Además, agregó que “Como Departamento, somos herederos de una tradición marcada por la excelencia, el rigor y una profunda vinculación con la industria, elementos que hoy seguimos fortaleciendo a través de una formación actualizada, pertinente y comprometida con el desarrollo sostenible del territorio. Nuestro compromiso es claro, continuar formando ingenieros e ingenieras con sólidas competencias técnicas, pero también con sentido ético, responsabilidad social y una mirada innovadora frente a los desafíos del sector minero”.
Reconocimientos
La ceremonia incluyó reconocimientos a la excelencia académica, así como a la destacada contribución de estudiantes de la entonces Escuela de Minas de Copiapó, quienes continúan fortaleciendo la formación de nuevas generaciones mediante el impulso de oportunidades de desarrollo profesional, como prácticas, memorias y diversas instancias de vinculación con la industria.

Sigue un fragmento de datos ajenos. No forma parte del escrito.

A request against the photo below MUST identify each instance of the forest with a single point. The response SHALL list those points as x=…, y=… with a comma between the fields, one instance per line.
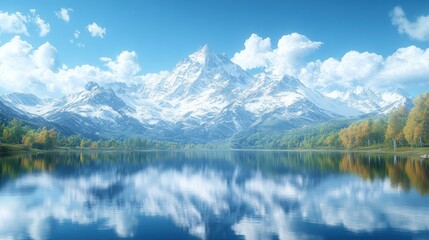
x=402, y=127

Uno de los momentos más emotivos estuvo marcado por el testimonio de exalumnos, quienes relevaron el impacto formativo y humano de la institución. Rodrigo Hiplán Olivares, Superintendente de Planificación en Minera Lomas Bayas, expresó que “volver a la universidad trae muchos recuerdos. Esta es una casa que no solo forma profesionales, sino personas, y eso se lleva siempre en el corazón”. Asimismo, hizo un llamado a las nuevas generaciones a ejercer la profesión con compromiso y sentido humano.
En este sentido, Hilario Arce Órdenes, Ingeniero Civil en Minas y Superintendente de Operaciones Integradas en Minera Pucobre, destacó el orgullo de haber sido formado en la institución. “Aquí aprendimos que con esfuerzo, disciplina y dedicación se pueden lograr grandes cosas. Hoy las nuevas generaciones tienen más herramientas, pero el compromiso sigue siendo el mismo”, señaló.

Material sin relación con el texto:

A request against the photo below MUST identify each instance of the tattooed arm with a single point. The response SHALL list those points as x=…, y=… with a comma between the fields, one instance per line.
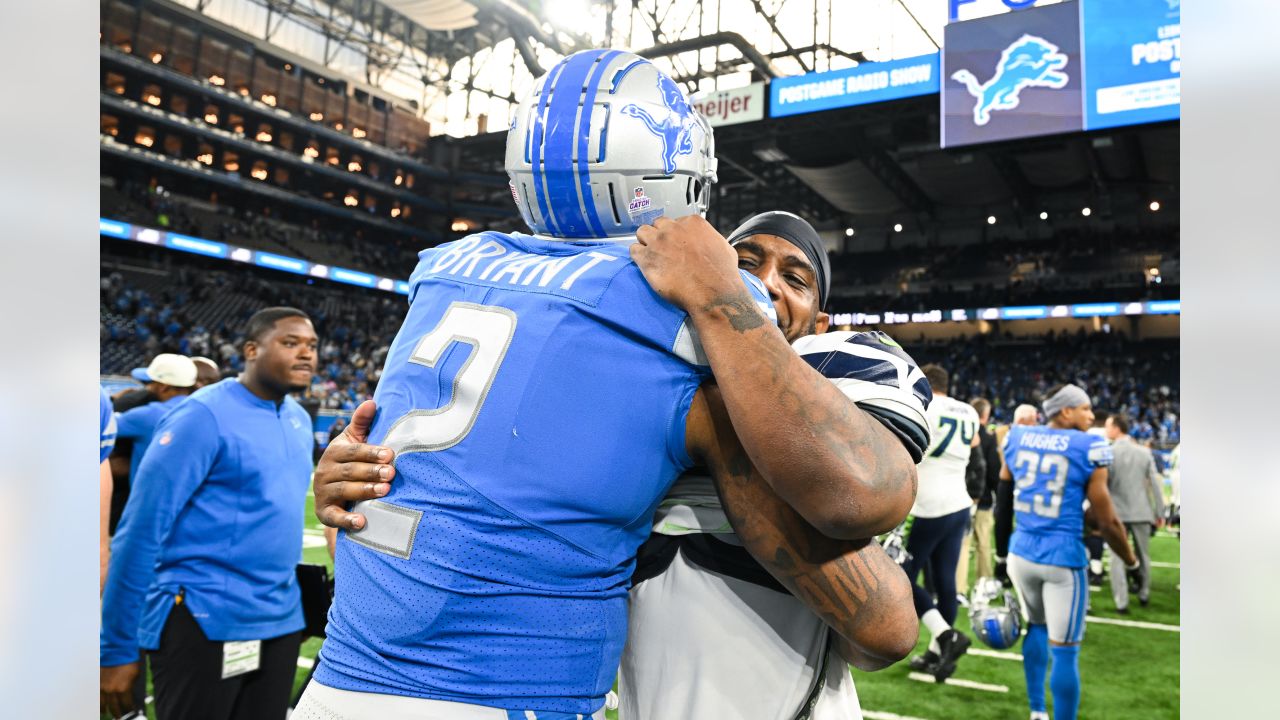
x=850, y=584
x=837, y=465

Escuela de Minas de Copiapó
La historia de la Escuela de Minas de Copiapó se remonta al auge de la minería en el siglo XIX, en un contexto marcado por el descubrimiento del mineral de Chañarcillo y la necesidad de profesionalizar la actividad. Fue así como, impulsada por la Junta de Minería y bajo la dirección del ingeniero Paulino del Barrio, la institución inició sus funciones en 1857, consolidándose con el tiempo como un referente en formación técnica y científica aplicada a la minería.
A lo largo de su trayectoria, la escuela sentó las bases de un modelo educativo centrado en la rigurosidad académica, la vinculación con la industria y el aprendizaje práctico en terreno, pilares que hoy continúan vigentes en el actual Departamento de Ingeniería en Minas de la Universidad de Atacama.

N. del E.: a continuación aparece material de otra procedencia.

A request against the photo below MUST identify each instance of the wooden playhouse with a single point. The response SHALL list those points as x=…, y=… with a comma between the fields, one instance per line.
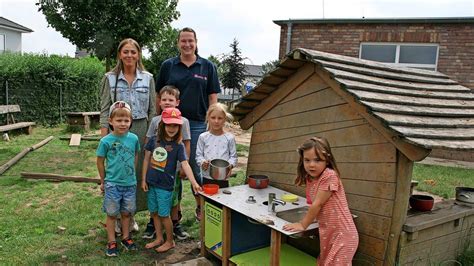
x=379, y=119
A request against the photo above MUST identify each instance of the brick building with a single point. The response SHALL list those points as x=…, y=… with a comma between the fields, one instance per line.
x=442, y=44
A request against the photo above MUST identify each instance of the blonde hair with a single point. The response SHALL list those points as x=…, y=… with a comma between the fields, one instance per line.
x=119, y=66
x=220, y=108
x=121, y=112
x=171, y=90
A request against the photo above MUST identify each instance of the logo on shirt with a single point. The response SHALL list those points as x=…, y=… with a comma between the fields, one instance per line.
x=200, y=77
x=158, y=160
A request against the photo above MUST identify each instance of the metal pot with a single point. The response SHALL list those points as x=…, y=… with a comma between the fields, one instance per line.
x=258, y=181
x=219, y=169
x=465, y=194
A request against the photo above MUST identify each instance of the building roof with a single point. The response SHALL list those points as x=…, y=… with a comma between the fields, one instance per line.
x=253, y=70
x=424, y=108
x=5, y=23
x=438, y=20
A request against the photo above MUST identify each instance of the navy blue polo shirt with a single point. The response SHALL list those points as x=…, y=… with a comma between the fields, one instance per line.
x=195, y=83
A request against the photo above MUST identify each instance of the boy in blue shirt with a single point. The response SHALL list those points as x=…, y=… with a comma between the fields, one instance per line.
x=117, y=178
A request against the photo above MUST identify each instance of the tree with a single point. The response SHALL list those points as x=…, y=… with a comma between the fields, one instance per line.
x=99, y=26
x=218, y=63
x=234, y=68
x=162, y=49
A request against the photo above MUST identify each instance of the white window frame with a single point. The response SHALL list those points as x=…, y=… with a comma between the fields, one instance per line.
x=4, y=43
x=397, y=53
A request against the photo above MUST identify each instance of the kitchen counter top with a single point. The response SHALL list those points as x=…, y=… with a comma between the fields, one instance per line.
x=237, y=201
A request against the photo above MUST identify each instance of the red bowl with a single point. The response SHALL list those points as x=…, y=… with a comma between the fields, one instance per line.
x=421, y=202
x=210, y=189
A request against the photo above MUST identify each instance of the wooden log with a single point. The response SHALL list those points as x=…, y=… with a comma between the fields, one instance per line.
x=55, y=177
x=22, y=154
x=41, y=143
x=75, y=140
x=90, y=138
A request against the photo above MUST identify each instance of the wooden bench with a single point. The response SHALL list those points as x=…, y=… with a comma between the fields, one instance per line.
x=83, y=119
x=11, y=125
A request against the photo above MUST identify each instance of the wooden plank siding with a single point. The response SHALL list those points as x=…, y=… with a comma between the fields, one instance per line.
x=378, y=119
x=313, y=109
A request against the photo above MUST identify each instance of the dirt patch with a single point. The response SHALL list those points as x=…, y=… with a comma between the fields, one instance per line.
x=184, y=251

En un escenario global marcado por la transición energética, la sostenibilidad y la irrupción de nuevas tecnologías, la conmemoración de este aniversario no solo evocó el pasado, sino que proyectó el futuro de la minería desde la región de Atacama. En este sentido, la comunidad universitaria reafirmó su compromiso con la formación de profesionales capaces de enfrentar los desafíos del siglo XXI, integrando innovación, responsabilidad social y desarrollo territorial.
La ceremonia, incluyó un número artístico a cargo de un Cuarteto de Cuerdas compuesto por estudiantes de la casa de estudios, una charla magistral dictada por el exalumno y Gerente General de SCM Carola, Víctor Álvarez, quien también recibió un reconocimiento por su contribución constante a nuestra casa de estudios.
Así, a casi dos siglos de su fundación, la Escuela de Minas de Copiapó continúa siendo símbolo de identidad, orgullo y proyección, consolidándose como un pilar fundamental en la historia y el futuro de la minería chilena.